Brasília (Alô) — Depois de romper a proibição de deixar a baía da Guanabara, rumando para alto-mar e escapando dos tiros das fortalezas, o “Tamandaré” vira para o Sul, pretendendo aportar em Santos. Presumiam o presidente da República, Carlos Luz, seus ministros, deputados e oficiais da Marinha e do Exército embarcados, que poderiam resistir em São Paulo ao golpe desferido pelo ministro da Guerra, general Henrique Lott. Afinal, o governador Jânio Quadros participara da campanha presidencial contra Juscelino Kubitschek, apoiando Juarez Távora. Com todo o respeito, eram amadores os que navegaram na maior belonave da Armada. Porque na madrugada daquele longo dia 11 de novembro de 1955, o general Lott já tomara providências para contar com a unidade do Exército em São Paulo, em favor da legalidade e da posse de JK, em janeiro.
A sede do governo paulista era o palácio dos Campos Elíseos e quando Jânio acordou e abriu a janela, deparou-se com tanques, baterias, caminhões verde-oliva e montes de soldados ocupando os jardins. Fechou imediatamente a janela, começou a informar-se e verificou que, se resistisse, estaria deposto. Diz a lenda que não demorou em proclamar “estou com o Lott”. De bordo do “Tamandaré”, Carlos Luz passa um radiograma ao governador, anunciando “estar chegando à brava e patriótica terra paulista para resistir pela legalidade atropelada pelo ministro da Guerra”. A resposta equivaleu mais ou menos como um “não vem que não tem”. Santos estava tomada por tropas do Exército e as fortalezas prontas para disparar sobre o navio, cujos comandantes perceberam a inocuidade de qualquer tentativa de aportar.

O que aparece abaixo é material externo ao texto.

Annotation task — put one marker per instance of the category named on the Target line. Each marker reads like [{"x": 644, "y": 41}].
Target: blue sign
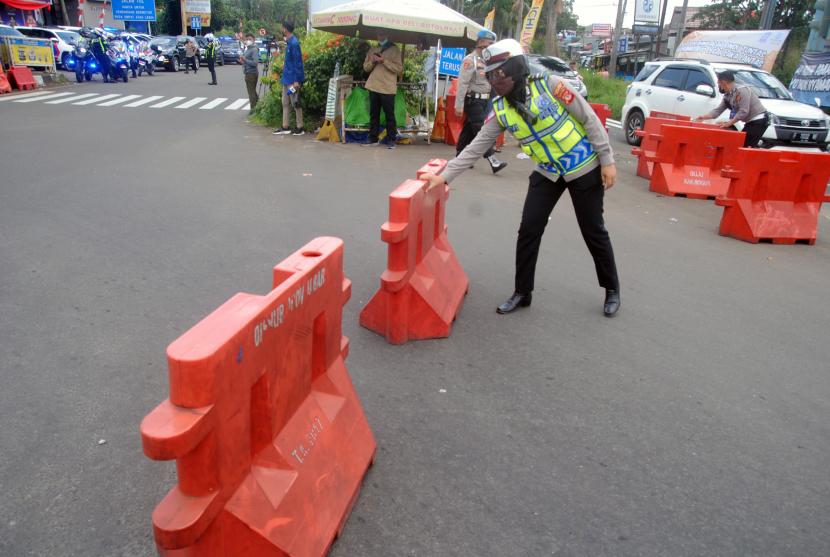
[
  {"x": 451, "y": 59},
  {"x": 134, "y": 10}
]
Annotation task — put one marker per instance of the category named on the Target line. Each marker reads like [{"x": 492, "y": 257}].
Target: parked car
[
  {"x": 558, "y": 67},
  {"x": 63, "y": 40},
  {"x": 230, "y": 51},
  {"x": 202, "y": 42},
  {"x": 689, "y": 88}
]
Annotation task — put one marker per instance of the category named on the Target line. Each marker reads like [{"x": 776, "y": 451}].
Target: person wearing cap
[
  {"x": 744, "y": 106},
  {"x": 559, "y": 130},
  {"x": 473, "y": 97}
]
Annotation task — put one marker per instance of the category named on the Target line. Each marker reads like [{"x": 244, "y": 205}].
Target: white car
[
  {"x": 689, "y": 88},
  {"x": 63, "y": 40}
]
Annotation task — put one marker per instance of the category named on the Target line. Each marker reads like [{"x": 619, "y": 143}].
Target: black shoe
[
  {"x": 612, "y": 302},
  {"x": 515, "y": 302}
]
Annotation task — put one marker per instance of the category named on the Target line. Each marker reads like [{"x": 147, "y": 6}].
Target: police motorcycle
[
  {"x": 82, "y": 61},
  {"x": 119, "y": 60},
  {"x": 147, "y": 58}
]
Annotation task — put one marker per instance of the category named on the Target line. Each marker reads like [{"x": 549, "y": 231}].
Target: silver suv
[{"x": 689, "y": 88}]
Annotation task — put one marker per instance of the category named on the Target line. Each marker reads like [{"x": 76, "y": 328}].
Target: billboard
[
  {"x": 758, "y": 48},
  {"x": 646, "y": 11}
]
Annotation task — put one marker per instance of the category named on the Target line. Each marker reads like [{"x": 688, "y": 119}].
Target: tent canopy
[{"x": 406, "y": 21}]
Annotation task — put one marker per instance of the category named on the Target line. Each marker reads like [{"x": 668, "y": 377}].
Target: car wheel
[{"x": 633, "y": 122}]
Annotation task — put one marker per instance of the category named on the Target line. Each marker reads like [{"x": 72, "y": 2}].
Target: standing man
[
  {"x": 210, "y": 56},
  {"x": 473, "y": 98},
  {"x": 383, "y": 64},
  {"x": 558, "y": 129},
  {"x": 292, "y": 79},
  {"x": 190, "y": 51},
  {"x": 744, "y": 106},
  {"x": 250, "y": 68}
]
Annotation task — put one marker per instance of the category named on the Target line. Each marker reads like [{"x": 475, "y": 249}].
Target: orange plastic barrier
[
  {"x": 21, "y": 77},
  {"x": 270, "y": 441},
  {"x": 603, "y": 111},
  {"x": 774, "y": 196},
  {"x": 454, "y": 123},
  {"x": 5, "y": 86},
  {"x": 423, "y": 287},
  {"x": 689, "y": 160},
  {"x": 651, "y": 128}
]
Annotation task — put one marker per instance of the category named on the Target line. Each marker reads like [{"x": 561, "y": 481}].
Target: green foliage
[{"x": 604, "y": 90}]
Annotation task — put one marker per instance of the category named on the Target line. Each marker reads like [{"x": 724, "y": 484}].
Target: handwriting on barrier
[{"x": 295, "y": 300}]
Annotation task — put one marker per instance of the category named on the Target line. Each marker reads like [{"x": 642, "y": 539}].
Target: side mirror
[{"x": 704, "y": 89}]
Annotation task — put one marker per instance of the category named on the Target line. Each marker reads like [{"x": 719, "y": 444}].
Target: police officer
[
  {"x": 558, "y": 129},
  {"x": 210, "y": 56},
  {"x": 744, "y": 106},
  {"x": 473, "y": 97},
  {"x": 99, "y": 45}
]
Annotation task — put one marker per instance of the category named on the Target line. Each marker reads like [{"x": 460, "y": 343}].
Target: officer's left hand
[{"x": 609, "y": 176}]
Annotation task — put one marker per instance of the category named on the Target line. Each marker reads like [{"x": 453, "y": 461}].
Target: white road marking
[
  {"x": 52, "y": 96},
  {"x": 71, "y": 99},
  {"x": 121, "y": 100},
  {"x": 98, "y": 99},
  {"x": 237, "y": 104},
  {"x": 27, "y": 95},
  {"x": 144, "y": 101},
  {"x": 213, "y": 104},
  {"x": 192, "y": 102},
  {"x": 168, "y": 102}
]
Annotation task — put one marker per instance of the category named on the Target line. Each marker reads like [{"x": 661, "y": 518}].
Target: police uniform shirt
[{"x": 471, "y": 79}]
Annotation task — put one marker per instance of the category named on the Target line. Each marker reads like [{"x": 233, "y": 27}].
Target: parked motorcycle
[
  {"x": 119, "y": 61},
  {"x": 82, "y": 61},
  {"x": 147, "y": 58}
]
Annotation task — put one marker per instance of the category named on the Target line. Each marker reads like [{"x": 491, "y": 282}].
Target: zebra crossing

O presidente interino, naquela tarde já avançada, ouviu pelo rádio que não era mais presidente. O general Lott dera ultimato ao Congresso para votar imediatamente o impedimento de Carlos Luz e determinar que Nereu Ramos, vice-presidente do Senado, fosse o novo chefe do governo. De bate-pronto, deputados e senadores cumpriram a ordem. Fazer o quê? – indagam os abandonados passageiros do “Tamandaré”. As caldeiras, defeituosas, não garantiam navegação até o Uruguai, como alguns sugeriram. Acionar os canhões também não dava. De nada adiantaria ficar contra tudo e contra todos, já que o Congresso e os governadores estaduais solidarizavam-se com Lott. Carlos Luz dá a palavra final: voltar para o Rio. Assim acontece e no domingo ensolarado, com a praia cheia, os banhistas do Posto Seis assistem inusitado espetáculo: o “Tamandaré”, aproxima-se perigosamente das margens do Forte Copacabana, com toda a marujada formada no convés, farda branca e posição de sentido. Os poderosos alto-falantes do navio, voltados para o quartel e para a praia, entoam o “Cisne Branco”, clássico hino cultivado pela Marinha. Senão um ato de provocação, pelo menos uma revanche que o Exército ignorou.
O cruzador entra outra vez na baía da Guanabara e vai ao cais do Arsenal. Lá diversos deputados e senadores aguardavam, como Afonso Arinos e Tancredo Neves, prontos para subir a bordo e garantir a incolumidade dos companheiros. Temiam que o general Lott mandasse prender a todos, mas o ministro da Guerra respeitou a Constituição e a imunidade parlamentar. Carlos Luz foi para seu apartamento, acompanhado de alguns fuzileiros navais, anunciando que cedia ao império das circunstâncias e que no dia seguinte, segunda-feira, discursaria na Câmara, dando sua versão dos acontecimentos. Quantos o ouviram respeitaram seus pontos de vista, pois o já ex-presidente da República negou de pés juntos estar envolvido em golpes para impedir a posse de Juscelino Kubitschek. Mas estava.